1In the presence of God and of Christ Jesus, who is to judge the living and the dead, and in view of his appearing and his kingdom, I solemnly urge you: 2 proclaim the message; be persistent whether the time is favorable or unfavorable; convince, rebuke, and encourage with the utmost patience in teaching. 3 For the time is coming when people will not put up with sound teaching, but, having their ears tickled, they will accumulate for themselves teachers to suit their own desires 4 and will turn away from listening to the truth and wander away to myths. 5 As for you, be sober in everything, endure suffering, do the work of an evangelist, carry out your ministry fully.

2 Timothy 4:1-5 (NRSV)

STORY

Johnny Cash, having once himself been in prison, made it his mission that throughout his career he would sing in penitentiaries, hoping his life story and the words of his songs would reconcile others to the good life. On New Year’s Day he performed in San Quentin Penitentiary, and there was an inmate in the audience who heard his message and took it to heart. The early years of this inmate were spent living in a house that his father fashioned from an abandoned refrigerated railroad car. When he was nine-years-old his father died, throwing his child into a world of chaos. Two years later the boy hopped his first railroad car and began a life of crime. In 1958 he was sentenced to San Quentin for burglary. This inmate dabbled in singing and playing the guitar prior to prison, but after hearing Johnny Cash, the year was 1959 or 1960, we don’t know which, he vowed to make music his life’s ambition. Upon his release from prison, he pursued his dream and became one of the greatest Country-Western singers of all time, with 38 number one country hits. That inmate’s name was Merle Haggard.

DEVOTION

When Paul wrote his letter to Timothy he was imprisoned in Rome, most significantly for the disruption he caused in Jerusalem. Paul had already gone to trial once, and his second trial was soon to convene. Paul made no pretense that the verdict of his second trial would be capital punishment. Paul, having been a faithful servant of Jesus the Christ, willingly accepted his approaching execution, which would be beheading by a sword. Historians record Paul’s execution on June 29, 67. Paul, who was a few years younger than Jesus, died at the age of 63. Paul, on his missionary journeys, travelled over 10,000 miles.

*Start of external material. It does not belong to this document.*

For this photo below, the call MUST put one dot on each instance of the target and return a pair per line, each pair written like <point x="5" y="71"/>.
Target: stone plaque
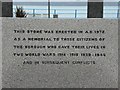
<point x="59" y="53"/>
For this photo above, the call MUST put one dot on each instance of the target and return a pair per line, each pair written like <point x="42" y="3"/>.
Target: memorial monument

Paul is writing the last letter of his missionary service to his beloved Timothy. Their relationship is so intimate that Paul often referred to Timothy as his “son.”

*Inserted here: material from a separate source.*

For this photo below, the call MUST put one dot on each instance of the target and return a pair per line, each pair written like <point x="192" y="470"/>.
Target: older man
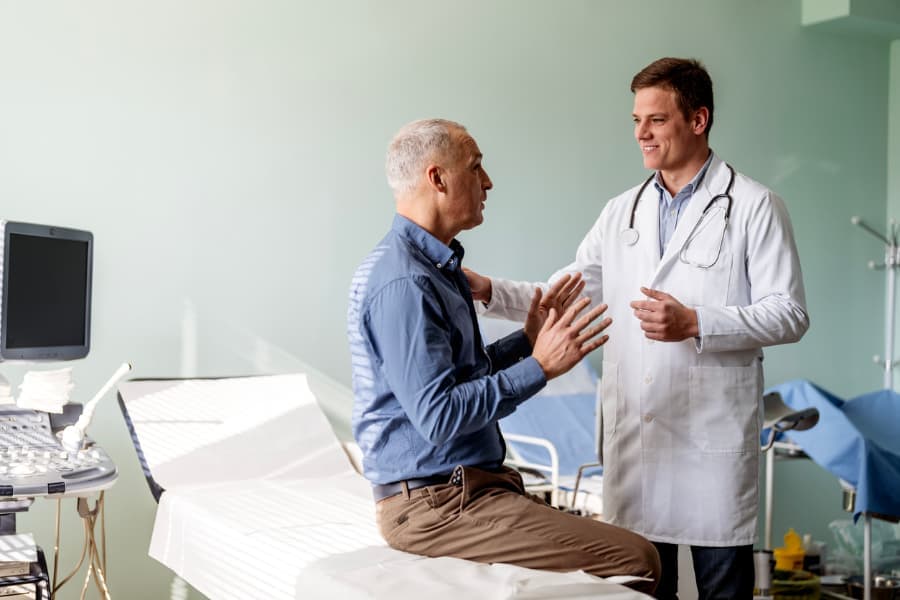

Timothy’s father was Greek and his mother was Jewish. Paul, on one of his missionary journeys, met Timothy in his home town of Lystra. As a result of Paul’s testimony, Timothy became one of the apostle’s earliest Gentile converts. In the succeeding years, Timothy became a constant companion of Paul. The scriptures indicate that Paul actually made Timothy his successor, who would oversee the churches that Paul established after his execution in Rome.

In a letter that is absent of doctrine, as a father would speak to a son, Paul encourages Timothy to continue the ministry that they established in partnership. Paul offered Timothy a lot of advice in his two letters from prison, one of which focused on witnessing. The advice that Paul gave to Timothy is advice that we all must heed, “proclaim the message; be persistent whether the time is favorable or unfavorable; convince, rebuke, and encourage with the utmost patience in teaching.”

Johnny Cash, standing on the stage in San Quentin Petitionary, didn’t know if the time to preach was favorable or unfavorable, but preach he did. With that witness, one unknown convict, Merle Haggard, became a Country-Western and gospel singer.

Haggard sang many traditional hymns, and many that were not generally known to the public. One of which is Life’s Railway To Heaven. This hymn was written in 1890 by a Baptist minister in Georgia. The lyrics are a reflection of Merle Haggard’s life journey. The hymn compares our lives to riding on railroad tracks. These tracks, like our lives, have many twists and turns. Though as Christians we ride these rails secure in knowing that our lives are guided by a brave engineer – our Lord and Savior Jesus the Christ.

The first stanza reads:

Life is like a mountain railroad,
With an engineer that’s brave;
We must make the run successful
From the cradle to the grave;
Watch the curves, the fills, the tunnels,
Never falter, never quail;
Keep your hand upon the throttle,
And your eye upon the rail.

The refrain gives all passengers on the train of life security as it reads:

Blessed Savior, Thou wilt guide us,
Till we reach the blissful shore,
Where the angels wait to join us
In Thy praise forevermore.

In the shadow of the Apostle Paul, Johnny Cash, with his witness at San Quentin Penitentiary, and Merle Haggard, with his gospel hymns, became representatives of Timothy as they stood on stage. Let us be certain that our spiritual testimony, as followers of the teachings and life of the Apostle Paul, bestows upon us the recognition that we are the Timothy’s of the church today.